Voici l’essentiel à retenir.
Le DPE, pièce centrale de toute transaction immobilière
Obligatoire pour vendre ou louer un logement, le DPE classe un bien de A (très performant) à G (très énergivore) selon sa consommation d’énergie et son impact carbone. Il fait partie du Dossier de Diagnostic Technique (DDT) annexé aux ventes et aux baux.
Au-delà de l’information de l’acheteur ou du locataire, il est devenu un outil clé de la politique de rénovation énergétique.
Une nouvelle méthode de calcul plus favorable à l’électricité
À compter du 1ᵉʳ janvier 2026, le coefficient de conversion de l’électricité dans le calcul du DPE passe de 2,3 à 1,9.
Concrètement, les logements chauffés à l’électricité seront moins pénalisés dans leur note énergétique. Aucun logement ne verra sa note se dégrader à cause de ce changement.
Conséquence attendue : environ 850 000 logements pourraient sortir des classes F ou G, dites « passoires thermiques », uniquement grâce à cette nouvelle méthode de calcul.
Le DPE collectif devient obligatoire pour toutes les copropriétés
L’obligation de DPE collectif, déjà en cours de déploiement, s’étend à partir du 1ᵉʳ janvier 2026 à toutes les copropriétés, y compris celles de moins de 50 lots.
Calendrier progressif :
2024 : copropriétés de plus de 200 lots
2025 : entre 50 et 200 lots
2026 : moins de 50 lots
Des millions de logements en immeubles collectifs sont concernés par cette nouvelle obligation.
Un audit énergétique obligatoire pour vendre les logements classés E, F ou G
Dès 2026, la vente d’un logement classé E, F ou G nécessitera la réalisation d’un audit énergétique.
Plus complet qu’un DPE, cet audit devra proposer des scénarios précis de travaux de rénovation. Cette obligation concerne :
Les maisons individuelles et les immeubles en monopropriété.
Lutte contre la fraude : contrôles renforcés et sécurisation des DPE
Face aux dérives constatées ces dernières années, les pouvoirs publics renforcent la fiabilité du dispositif.
Plusieurs mesures entrent en vigueur dès fin 2025 :
- Contrôles plus fréquents des organismes de certification (tous les 10 mois)
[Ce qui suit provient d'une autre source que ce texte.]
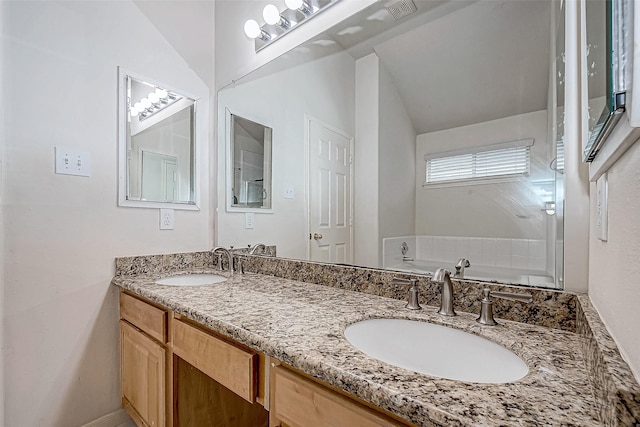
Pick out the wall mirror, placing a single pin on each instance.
(605, 53)
(157, 146)
(364, 107)
(248, 164)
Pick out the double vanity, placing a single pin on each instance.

- Limitation de l’activité des diagnostiqueurs à 1 000 DPE par an sans justification
- Présence obligatoire d’un QR code sur chaque DPE pour vérifier son authenticité
- Transmission systématique des résultats à l’ADEME avant validation
L’objectif est clair : éviter les DPE de complaisance et fiabiliser les étiquettes énergétiques.
Les anciens DPE restent valables… mais peuvent être mis à jour gratuitement
Les DPE réalisés avant le 1ᵉʳ janvier 2026 restent valables pendant 10 ans.
Cependant, les propriétaires pourront mettre à jour gratuitement leur étiquette selon la nouvelle méthode de calcul via l’Observatoire DPE-Audit de l’ADEME, sans nouvelle visite de diagnostiqueur.
Un enjeu crucial pour la location
Le DPE ne sert plus seulement à informer.
Il conditionne désormais le droit de louer :
- Les logements classés G sont interdits à la location depuis 2025
- Les F le seront à partir de 2028
- Les E à partir de 2034
Disposer d’un DPE à jour devient donc indispensable pour maintenir une activité locative.
Avec ces nouvelles règles, le DPE devient un élément central de la valeur d’un bien, de sa capacité à être loué et de sa facilité à être vendu.
Pour de nombreux propriétaires, 2026 ne signifiera pas seulement un changement administratif, mais un véritable tournant dans la gestion de leur patrimoine immobilier.